The world will know which way the Iranian election has gone at roughly half-8 in the morning (Eastern Time) or half-three GMT, on Saturday.
Now that the polls have closed and it is clear that turnout was exceedingly high (with the Interior Ministry needing to extend voting by five hours) we can all wait with bated breath to learn the people’s choice (from among the carefully vetted six candidates who made it on to the ballot).

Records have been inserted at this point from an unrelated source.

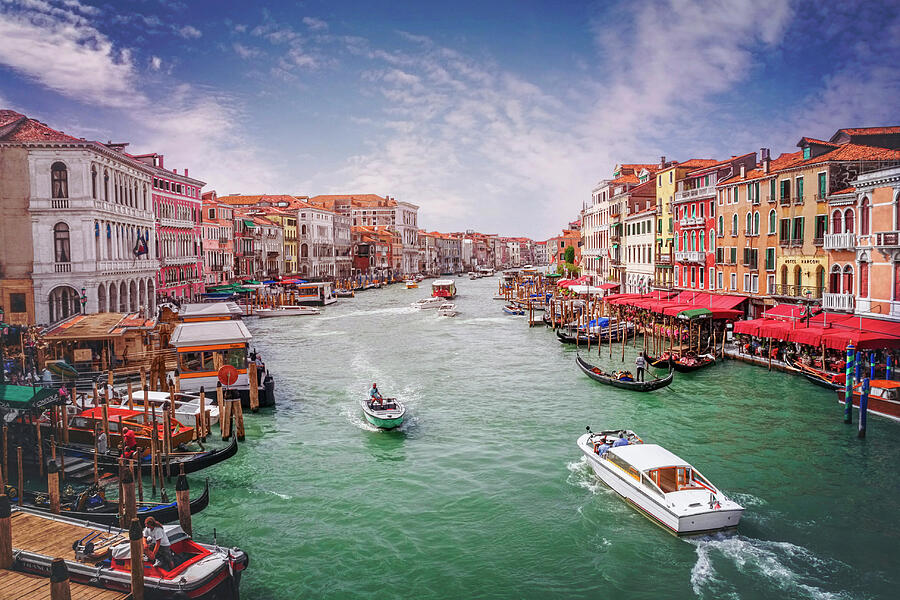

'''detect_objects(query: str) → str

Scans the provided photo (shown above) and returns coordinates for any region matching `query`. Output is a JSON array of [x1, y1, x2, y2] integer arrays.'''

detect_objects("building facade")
[[200, 191, 235, 286]]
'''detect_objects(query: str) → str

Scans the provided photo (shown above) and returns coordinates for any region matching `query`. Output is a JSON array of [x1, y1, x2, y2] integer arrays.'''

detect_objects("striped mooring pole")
[[859, 377, 870, 439], [844, 344, 855, 424]]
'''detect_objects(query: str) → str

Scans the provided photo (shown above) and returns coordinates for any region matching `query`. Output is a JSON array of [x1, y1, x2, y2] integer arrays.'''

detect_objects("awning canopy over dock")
[[179, 302, 243, 321], [42, 312, 155, 341], [169, 320, 252, 348], [734, 308, 900, 349]]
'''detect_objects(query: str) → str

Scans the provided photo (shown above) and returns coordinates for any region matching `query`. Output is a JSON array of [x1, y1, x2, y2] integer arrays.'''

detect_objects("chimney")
[[184, 168, 189, 177], [761, 148, 770, 174], [660, 156, 666, 166], [173, 168, 178, 175], [158, 155, 164, 169]]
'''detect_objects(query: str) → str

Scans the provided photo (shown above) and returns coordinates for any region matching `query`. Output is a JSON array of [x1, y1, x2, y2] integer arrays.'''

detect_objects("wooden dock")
[[0, 569, 126, 599], [11, 511, 126, 561]]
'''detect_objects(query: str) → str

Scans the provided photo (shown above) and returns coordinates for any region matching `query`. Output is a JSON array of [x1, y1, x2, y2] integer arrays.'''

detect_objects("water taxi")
[[113, 389, 221, 426], [256, 305, 321, 318], [405, 280, 419, 289], [432, 279, 457, 299], [577, 429, 744, 535], [411, 297, 445, 309], [837, 379, 900, 422], [292, 282, 337, 305], [360, 398, 406, 429], [437, 303, 459, 317]]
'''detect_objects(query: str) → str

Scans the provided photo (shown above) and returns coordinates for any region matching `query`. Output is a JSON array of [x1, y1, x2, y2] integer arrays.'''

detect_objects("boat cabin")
[[606, 444, 718, 498], [178, 302, 243, 322], [291, 282, 336, 305], [854, 379, 900, 400], [169, 320, 252, 393], [432, 279, 457, 299]]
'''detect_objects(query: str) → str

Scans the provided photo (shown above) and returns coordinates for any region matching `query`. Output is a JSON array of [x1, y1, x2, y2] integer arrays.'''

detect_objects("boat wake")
[[320, 306, 417, 321], [688, 534, 854, 599], [565, 456, 605, 495], [340, 403, 380, 432]]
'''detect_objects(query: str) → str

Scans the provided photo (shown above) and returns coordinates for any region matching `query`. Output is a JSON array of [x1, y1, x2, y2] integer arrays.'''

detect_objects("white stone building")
[[298, 202, 336, 278]]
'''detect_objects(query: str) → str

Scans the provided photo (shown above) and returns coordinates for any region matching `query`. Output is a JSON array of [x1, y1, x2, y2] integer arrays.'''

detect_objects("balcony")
[[674, 185, 716, 203], [655, 254, 672, 265], [771, 284, 823, 299], [822, 293, 855, 311], [812, 237, 824, 247], [823, 232, 857, 250], [675, 251, 705, 264], [98, 258, 157, 274], [51, 198, 69, 209], [779, 197, 792, 206], [766, 196, 776, 204], [815, 193, 827, 203], [874, 230, 900, 247], [219, 236, 230, 243], [793, 195, 804, 205], [679, 216, 705, 228], [159, 217, 196, 229], [161, 255, 199, 266], [54, 262, 71, 273]]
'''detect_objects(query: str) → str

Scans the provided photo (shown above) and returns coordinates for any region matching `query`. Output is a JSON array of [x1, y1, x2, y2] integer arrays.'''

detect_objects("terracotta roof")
[[0, 109, 82, 142], [791, 143, 900, 168], [830, 186, 856, 195], [677, 158, 720, 169], [308, 194, 394, 209], [798, 137, 839, 148], [834, 126, 900, 136], [618, 163, 659, 172], [686, 152, 756, 176], [717, 151, 804, 186]]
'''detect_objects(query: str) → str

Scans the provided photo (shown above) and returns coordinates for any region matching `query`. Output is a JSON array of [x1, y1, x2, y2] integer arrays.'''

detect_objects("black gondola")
[[556, 329, 599, 344], [576, 355, 674, 391], [672, 355, 716, 373], [646, 354, 675, 369], [786, 358, 843, 390], [61, 436, 238, 477], [11, 479, 210, 527]]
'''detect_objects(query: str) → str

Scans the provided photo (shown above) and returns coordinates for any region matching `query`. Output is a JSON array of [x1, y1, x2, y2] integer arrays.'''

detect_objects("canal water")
[[191, 277, 900, 599]]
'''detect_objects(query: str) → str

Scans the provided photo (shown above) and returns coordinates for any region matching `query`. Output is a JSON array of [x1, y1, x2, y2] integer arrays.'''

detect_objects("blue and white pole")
[[858, 377, 869, 439]]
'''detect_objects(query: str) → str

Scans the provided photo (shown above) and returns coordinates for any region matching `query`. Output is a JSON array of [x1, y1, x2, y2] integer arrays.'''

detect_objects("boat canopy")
[[608, 444, 690, 472], [0, 384, 64, 412], [170, 321, 252, 348], [433, 279, 454, 286], [179, 302, 243, 320]]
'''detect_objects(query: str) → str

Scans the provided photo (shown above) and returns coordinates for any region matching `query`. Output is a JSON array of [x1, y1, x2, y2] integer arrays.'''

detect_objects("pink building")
[[133, 154, 205, 303]]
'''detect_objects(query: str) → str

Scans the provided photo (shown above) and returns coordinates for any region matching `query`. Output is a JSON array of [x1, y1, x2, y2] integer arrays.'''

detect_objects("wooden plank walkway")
[[10, 512, 126, 561], [0, 569, 126, 600]]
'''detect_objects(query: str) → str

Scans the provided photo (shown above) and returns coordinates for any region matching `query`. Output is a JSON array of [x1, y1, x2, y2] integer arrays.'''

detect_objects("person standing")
[[635, 352, 647, 382], [369, 383, 383, 406]]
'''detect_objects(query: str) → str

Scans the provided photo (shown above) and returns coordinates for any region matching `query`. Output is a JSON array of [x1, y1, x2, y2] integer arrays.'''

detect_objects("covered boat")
[[11, 506, 248, 599], [672, 354, 716, 373], [411, 297, 445, 309], [432, 279, 457, 299], [437, 303, 458, 317], [256, 305, 321, 318], [837, 379, 900, 422], [360, 398, 406, 429], [577, 430, 744, 535], [576, 355, 674, 392]]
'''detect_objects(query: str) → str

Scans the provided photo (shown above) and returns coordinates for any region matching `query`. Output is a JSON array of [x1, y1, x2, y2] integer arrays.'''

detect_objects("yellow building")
[[265, 212, 298, 275]]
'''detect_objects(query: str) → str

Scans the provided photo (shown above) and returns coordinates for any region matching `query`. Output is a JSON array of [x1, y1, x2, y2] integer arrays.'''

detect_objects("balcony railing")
[[161, 255, 200, 266], [674, 251, 705, 264], [159, 217, 196, 229], [779, 197, 792, 206], [874, 231, 900, 247], [766, 196, 776, 204], [793, 195, 804, 205], [822, 293, 855, 311], [674, 185, 716, 203], [815, 193, 827, 203], [823, 232, 857, 250], [54, 262, 71, 273], [655, 254, 672, 265], [679, 216, 705, 228], [51, 198, 69, 209], [98, 259, 157, 273], [772, 284, 823, 299], [812, 236, 824, 247]]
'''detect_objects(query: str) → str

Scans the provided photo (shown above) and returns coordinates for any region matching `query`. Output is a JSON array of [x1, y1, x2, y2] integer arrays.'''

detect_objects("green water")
[[190, 277, 900, 599]]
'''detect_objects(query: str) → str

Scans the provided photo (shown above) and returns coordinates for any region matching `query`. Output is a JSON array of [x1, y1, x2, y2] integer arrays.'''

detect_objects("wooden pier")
[[0, 569, 126, 600]]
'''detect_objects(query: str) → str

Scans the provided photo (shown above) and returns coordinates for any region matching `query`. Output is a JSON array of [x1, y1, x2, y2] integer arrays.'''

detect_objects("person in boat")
[[143, 516, 175, 570], [96, 425, 108, 455], [369, 383, 383, 406], [594, 438, 611, 456], [635, 353, 647, 382], [122, 427, 140, 460], [612, 432, 630, 448]]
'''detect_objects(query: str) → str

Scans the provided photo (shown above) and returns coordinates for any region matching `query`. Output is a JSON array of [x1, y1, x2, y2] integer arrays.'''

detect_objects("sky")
[[0, 0, 899, 239]]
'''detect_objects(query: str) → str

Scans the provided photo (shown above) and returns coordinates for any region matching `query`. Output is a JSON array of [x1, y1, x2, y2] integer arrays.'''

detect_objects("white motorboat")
[[112, 390, 221, 426], [411, 297, 445, 309], [577, 429, 744, 535], [405, 280, 419, 289], [437, 303, 458, 317], [256, 305, 321, 318]]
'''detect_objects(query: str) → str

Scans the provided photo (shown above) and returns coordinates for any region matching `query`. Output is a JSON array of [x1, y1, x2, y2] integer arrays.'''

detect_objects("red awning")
[[788, 325, 829, 347], [733, 318, 766, 336], [822, 329, 900, 350], [662, 303, 697, 317], [757, 320, 795, 340], [598, 283, 620, 290], [762, 304, 804, 320]]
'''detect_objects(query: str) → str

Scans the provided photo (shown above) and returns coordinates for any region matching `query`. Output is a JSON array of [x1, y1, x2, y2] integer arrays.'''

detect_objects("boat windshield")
[[648, 466, 715, 493]]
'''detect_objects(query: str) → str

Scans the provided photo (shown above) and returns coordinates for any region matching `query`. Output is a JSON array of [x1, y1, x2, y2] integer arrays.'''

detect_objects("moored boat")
[[672, 354, 716, 373], [360, 398, 406, 429], [577, 429, 744, 535], [256, 305, 321, 318], [62, 436, 239, 477], [437, 303, 458, 317], [837, 379, 900, 422], [786, 358, 844, 390], [66, 406, 194, 450], [576, 355, 674, 392], [112, 389, 221, 426], [411, 297, 445, 309], [336, 289, 355, 298], [10, 505, 248, 599], [503, 305, 525, 316]]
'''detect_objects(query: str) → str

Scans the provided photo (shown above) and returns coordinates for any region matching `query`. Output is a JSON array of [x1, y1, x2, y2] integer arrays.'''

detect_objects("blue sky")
[[1, 0, 899, 239]]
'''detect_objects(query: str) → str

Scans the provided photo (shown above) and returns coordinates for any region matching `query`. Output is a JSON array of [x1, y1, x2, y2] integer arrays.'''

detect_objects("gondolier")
[[635, 353, 647, 382]]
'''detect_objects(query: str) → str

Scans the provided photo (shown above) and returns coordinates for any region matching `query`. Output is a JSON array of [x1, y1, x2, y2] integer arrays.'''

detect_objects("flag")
[[133, 232, 148, 257]]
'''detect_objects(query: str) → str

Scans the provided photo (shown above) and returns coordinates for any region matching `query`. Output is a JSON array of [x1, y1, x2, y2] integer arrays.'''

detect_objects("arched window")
[[844, 208, 855, 233], [769, 209, 776, 233], [691, 231, 697, 252], [709, 229, 715, 252], [731, 214, 738, 236], [48, 286, 80, 323], [682, 231, 688, 252], [745, 211, 752, 235], [832, 210, 843, 234], [699, 231, 705, 253], [860, 197, 870, 235], [859, 261, 869, 297], [91, 165, 97, 199], [842, 264, 854, 294], [717, 215, 724, 236], [104, 170, 110, 201], [793, 265, 802, 289], [753, 211, 760, 235], [53, 223, 70, 263], [51, 162, 68, 198], [830, 265, 841, 293]]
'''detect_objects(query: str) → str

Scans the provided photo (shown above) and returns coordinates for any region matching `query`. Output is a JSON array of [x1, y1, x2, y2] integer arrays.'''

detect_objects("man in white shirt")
[[143, 517, 175, 570]]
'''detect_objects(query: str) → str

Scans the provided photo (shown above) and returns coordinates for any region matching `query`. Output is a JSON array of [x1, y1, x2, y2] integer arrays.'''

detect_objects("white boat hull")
[[578, 435, 743, 535], [256, 306, 321, 318]]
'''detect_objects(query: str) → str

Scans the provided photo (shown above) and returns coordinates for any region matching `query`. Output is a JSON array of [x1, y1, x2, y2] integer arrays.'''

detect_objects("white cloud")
[[177, 24, 201, 39], [233, 43, 263, 60], [150, 55, 162, 71], [302, 16, 327, 31]]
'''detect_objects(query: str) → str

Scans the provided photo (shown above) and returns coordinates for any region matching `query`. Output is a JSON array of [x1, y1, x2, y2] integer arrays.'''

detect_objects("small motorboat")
[[256, 305, 321, 318], [577, 428, 744, 535], [576, 355, 674, 392], [468, 271, 479, 280], [12, 506, 248, 599], [437, 303, 458, 317], [360, 398, 406, 429], [836, 379, 900, 422], [411, 297, 445, 309], [672, 354, 716, 373], [503, 305, 525, 315], [336, 289, 355, 298], [405, 280, 419, 289]]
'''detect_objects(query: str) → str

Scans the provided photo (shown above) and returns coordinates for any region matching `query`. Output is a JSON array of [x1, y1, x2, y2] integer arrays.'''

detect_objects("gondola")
[[556, 329, 599, 344], [61, 436, 238, 477], [786, 358, 844, 390], [503, 305, 525, 315], [9, 479, 210, 527], [646, 354, 674, 369], [672, 355, 716, 373], [576, 355, 674, 391]]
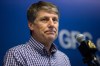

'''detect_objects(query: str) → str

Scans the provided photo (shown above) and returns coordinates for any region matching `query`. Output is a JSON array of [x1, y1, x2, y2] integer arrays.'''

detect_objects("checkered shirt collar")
[[28, 36, 57, 55]]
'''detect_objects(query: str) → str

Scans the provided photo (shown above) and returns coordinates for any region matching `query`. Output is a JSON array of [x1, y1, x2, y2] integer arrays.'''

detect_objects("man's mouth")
[[44, 30, 56, 34]]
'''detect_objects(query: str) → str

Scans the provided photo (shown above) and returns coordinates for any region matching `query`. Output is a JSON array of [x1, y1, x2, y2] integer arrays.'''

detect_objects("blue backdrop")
[[0, 0, 100, 66]]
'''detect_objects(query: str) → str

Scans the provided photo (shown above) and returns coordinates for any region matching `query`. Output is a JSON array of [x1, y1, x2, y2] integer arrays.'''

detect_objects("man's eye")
[[40, 18, 46, 21], [53, 18, 58, 22], [40, 17, 49, 22]]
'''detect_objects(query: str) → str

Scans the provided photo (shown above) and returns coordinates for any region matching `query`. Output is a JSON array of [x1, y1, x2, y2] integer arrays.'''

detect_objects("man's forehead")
[[36, 10, 58, 17]]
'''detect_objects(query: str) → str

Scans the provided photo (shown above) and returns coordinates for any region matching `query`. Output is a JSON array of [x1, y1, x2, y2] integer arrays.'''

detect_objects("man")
[[3, 1, 71, 66]]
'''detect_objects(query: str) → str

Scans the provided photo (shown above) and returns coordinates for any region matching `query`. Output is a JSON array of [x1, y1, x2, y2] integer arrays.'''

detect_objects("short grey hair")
[[27, 1, 59, 22]]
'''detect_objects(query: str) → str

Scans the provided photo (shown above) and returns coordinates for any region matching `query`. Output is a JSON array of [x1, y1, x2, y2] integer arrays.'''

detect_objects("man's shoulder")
[[57, 50, 66, 55], [7, 43, 28, 53], [56, 50, 69, 58]]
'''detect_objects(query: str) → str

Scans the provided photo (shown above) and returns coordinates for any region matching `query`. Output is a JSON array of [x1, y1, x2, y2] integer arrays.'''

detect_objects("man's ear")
[[28, 22, 34, 30]]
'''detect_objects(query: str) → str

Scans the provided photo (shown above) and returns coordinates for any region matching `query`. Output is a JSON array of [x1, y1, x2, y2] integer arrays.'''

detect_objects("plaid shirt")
[[3, 36, 71, 66]]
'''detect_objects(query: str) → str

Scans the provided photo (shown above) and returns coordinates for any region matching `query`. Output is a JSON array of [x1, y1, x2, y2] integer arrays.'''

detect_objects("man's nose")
[[47, 19, 55, 29], [48, 19, 54, 26]]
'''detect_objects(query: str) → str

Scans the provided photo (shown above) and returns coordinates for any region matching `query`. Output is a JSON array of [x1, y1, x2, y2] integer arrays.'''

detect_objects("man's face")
[[29, 10, 59, 43]]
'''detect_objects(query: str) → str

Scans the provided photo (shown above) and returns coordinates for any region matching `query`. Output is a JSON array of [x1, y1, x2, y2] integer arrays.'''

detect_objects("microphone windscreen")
[[76, 34, 85, 43]]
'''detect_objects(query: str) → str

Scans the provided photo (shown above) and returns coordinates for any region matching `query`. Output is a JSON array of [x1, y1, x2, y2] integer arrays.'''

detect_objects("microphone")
[[76, 34, 97, 58], [76, 34, 100, 66]]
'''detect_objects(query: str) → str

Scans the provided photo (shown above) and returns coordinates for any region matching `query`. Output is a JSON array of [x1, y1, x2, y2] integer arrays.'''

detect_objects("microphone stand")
[[78, 40, 100, 66], [76, 34, 100, 66], [82, 53, 100, 66]]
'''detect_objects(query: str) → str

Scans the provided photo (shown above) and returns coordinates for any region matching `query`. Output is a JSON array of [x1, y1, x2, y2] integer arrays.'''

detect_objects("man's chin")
[[47, 36, 56, 41]]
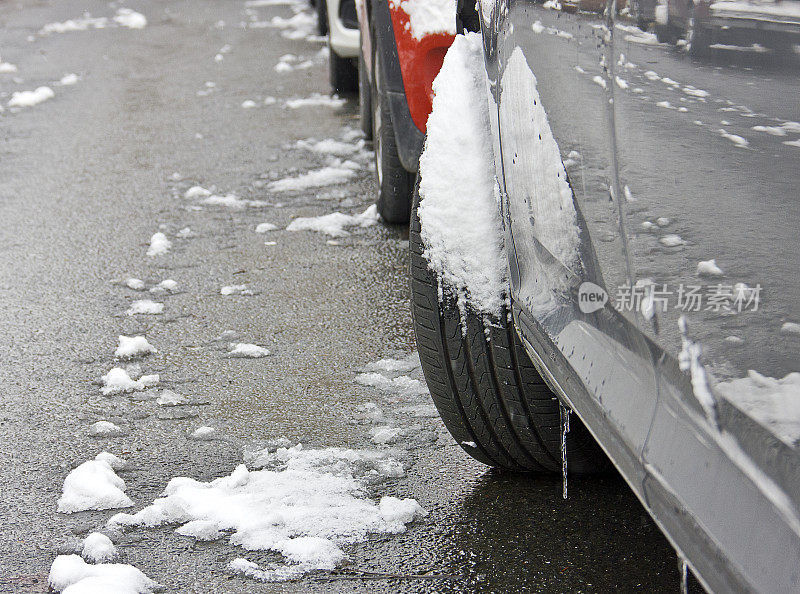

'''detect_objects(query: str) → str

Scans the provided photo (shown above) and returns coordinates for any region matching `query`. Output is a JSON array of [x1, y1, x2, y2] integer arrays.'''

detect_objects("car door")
[[481, 0, 800, 591]]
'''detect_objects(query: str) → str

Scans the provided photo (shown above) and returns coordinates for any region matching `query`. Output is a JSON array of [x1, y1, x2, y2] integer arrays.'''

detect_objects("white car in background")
[[317, 0, 359, 92]]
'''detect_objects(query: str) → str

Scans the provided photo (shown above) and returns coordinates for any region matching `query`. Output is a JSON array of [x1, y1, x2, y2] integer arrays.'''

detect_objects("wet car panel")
[[479, 0, 800, 590]]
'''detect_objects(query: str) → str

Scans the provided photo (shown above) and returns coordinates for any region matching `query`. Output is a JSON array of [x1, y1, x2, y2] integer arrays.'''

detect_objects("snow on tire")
[[411, 33, 607, 473]]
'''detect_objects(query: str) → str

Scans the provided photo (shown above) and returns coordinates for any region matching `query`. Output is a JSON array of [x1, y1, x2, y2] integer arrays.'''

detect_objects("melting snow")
[[146, 232, 171, 256], [781, 322, 800, 336], [57, 454, 133, 513], [81, 532, 118, 563], [190, 426, 218, 440], [101, 367, 159, 395], [8, 86, 54, 107], [227, 343, 270, 358], [285, 93, 346, 109], [48, 555, 156, 594], [391, 0, 456, 40], [59, 73, 79, 85], [184, 185, 211, 198], [355, 372, 428, 397], [89, 421, 123, 437], [719, 129, 749, 148], [156, 390, 188, 406], [255, 222, 277, 233], [107, 444, 424, 581], [125, 278, 145, 290], [115, 335, 156, 359], [242, 100, 257, 108], [268, 166, 357, 192], [113, 8, 147, 29], [285, 205, 379, 237], [221, 284, 253, 295], [697, 259, 724, 277], [126, 300, 163, 315], [660, 234, 686, 247]]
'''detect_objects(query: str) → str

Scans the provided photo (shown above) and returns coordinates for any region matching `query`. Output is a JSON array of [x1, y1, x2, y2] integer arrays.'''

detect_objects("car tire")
[[316, 0, 328, 36], [371, 42, 412, 224], [358, 50, 373, 140], [687, 10, 711, 56], [329, 42, 358, 93], [654, 23, 676, 44], [409, 175, 608, 473]]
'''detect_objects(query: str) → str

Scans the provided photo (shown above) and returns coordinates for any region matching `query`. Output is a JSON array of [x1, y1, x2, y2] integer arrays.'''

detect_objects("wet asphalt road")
[[0, 0, 684, 591]]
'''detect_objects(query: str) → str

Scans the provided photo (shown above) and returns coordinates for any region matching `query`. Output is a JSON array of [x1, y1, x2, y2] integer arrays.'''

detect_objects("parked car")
[[322, 0, 360, 92], [407, 0, 800, 592], [656, 0, 800, 54], [355, 0, 456, 223]]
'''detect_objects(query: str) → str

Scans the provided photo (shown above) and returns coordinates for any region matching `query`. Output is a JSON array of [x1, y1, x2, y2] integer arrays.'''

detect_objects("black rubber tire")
[[654, 23, 676, 44], [316, 0, 328, 36], [687, 10, 711, 57], [371, 41, 412, 224], [410, 175, 607, 473], [329, 42, 358, 94], [358, 50, 372, 140]]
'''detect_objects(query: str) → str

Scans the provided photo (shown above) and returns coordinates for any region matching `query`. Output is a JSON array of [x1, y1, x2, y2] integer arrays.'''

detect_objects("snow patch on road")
[[285, 93, 346, 109], [89, 421, 123, 437], [101, 367, 159, 395], [57, 454, 133, 513], [115, 335, 156, 359], [108, 444, 423, 582], [268, 166, 357, 192], [8, 86, 54, 107], [227, 343, 270, 358], [48, 555, 156, 593], [126, 300, 163, 315], [81, 533, 118, 563], [285, 205, 379, 237], [146, 232, 171, 256]]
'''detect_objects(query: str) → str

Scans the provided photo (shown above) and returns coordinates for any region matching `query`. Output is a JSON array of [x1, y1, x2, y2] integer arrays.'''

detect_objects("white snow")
[[268, 12, 317, 40], [296, 138, 364, 157], [657, 100, 673, 109], [89, 421, 123, 437], [40, 16, 108, 35], [60, 73, 79, 85], [220, 284, 252, 295], [57, 454, 133, 513], [115, 335, 156, 359], [783, 139, 800, 148], [242, 100, 257, 108], [8, 86, 54, 107], [781, 322, 800, 336], [200, 194, 269, 209], [146, 232, 171, 256], [355, 372, 428, 397], [752, 125, 787, 136], [711, 0, 800, 19], [255, 222, 278, 233], [683, 86, 709, 98], [592, 75, 607, 89], [101, 367, 159, 395], [108, 445, 423, 581], [184, 185, 211, 198], [0, 58, 18, 73], [126, 300, 163, 315], [113, 8, 147, 29], [370, 426, 402, 445], [716, 370, 800, 446], [624, 31, 659, 45], [644, 70, 660, 81], [285, 93, 346, 109], [268, 166, 357, 192], [660, 234, 686, 247], [656, 217, 670, 227], [81, 533, 117, 563], [417, 34, 512, 318], [364, 352, 421, 374], [719, 129, 749, 147], [125, 278, 145, 290], [285, 205, 379, 238], [48, 555, 156, 593], [227, 343, 270, 358], [391, 0, 456, 40], [697, 259, 724, 277], [190, 426, 218, 440], [151, 279, 178, 293], [156, 390, 187, 406], [615, 76, 629, 90]]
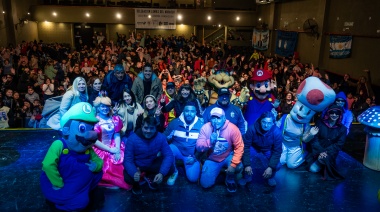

Western attention has increasingly focussed on Hassan Rouhani, 64, the only cleric contesting the presidential election. He is said to be fluent in English, German, French, Russian and Arabic, and has a law doctorate from Glasgow Caledonian University. He has repeatedly talked a good talk, promising in the Iranian equivalent of the stump speech that he would steer the country towards moderation, reform, free political prisoners, guarantee civil rights and return “dignity to the nation”. He has also raised taboo subjects, such as the nuclear stand-off with world powers, damaging international sanctions, the dire state of the economy and Iran’s international isolation. Most significant of all, he has vowed to restore diplomatic relations with the Great Satan, the United States.
The West sees Mr Rouhani as a “cautious reformer”, the most moderate of a severely restricted field. But it’s worth noting that Mr Rouhani himself doesn’t describe himself as a reformer – that would probably spell death to any presidential ambitions in 21st century Iran. In a sense, an Iranian presidential election is choice between different shades of black and it is a little like picking a pope. You can be sure he will always be male, always anti-abortion and fairly conservative.
But perhaps Mr Rouhani is a lighter shade of black?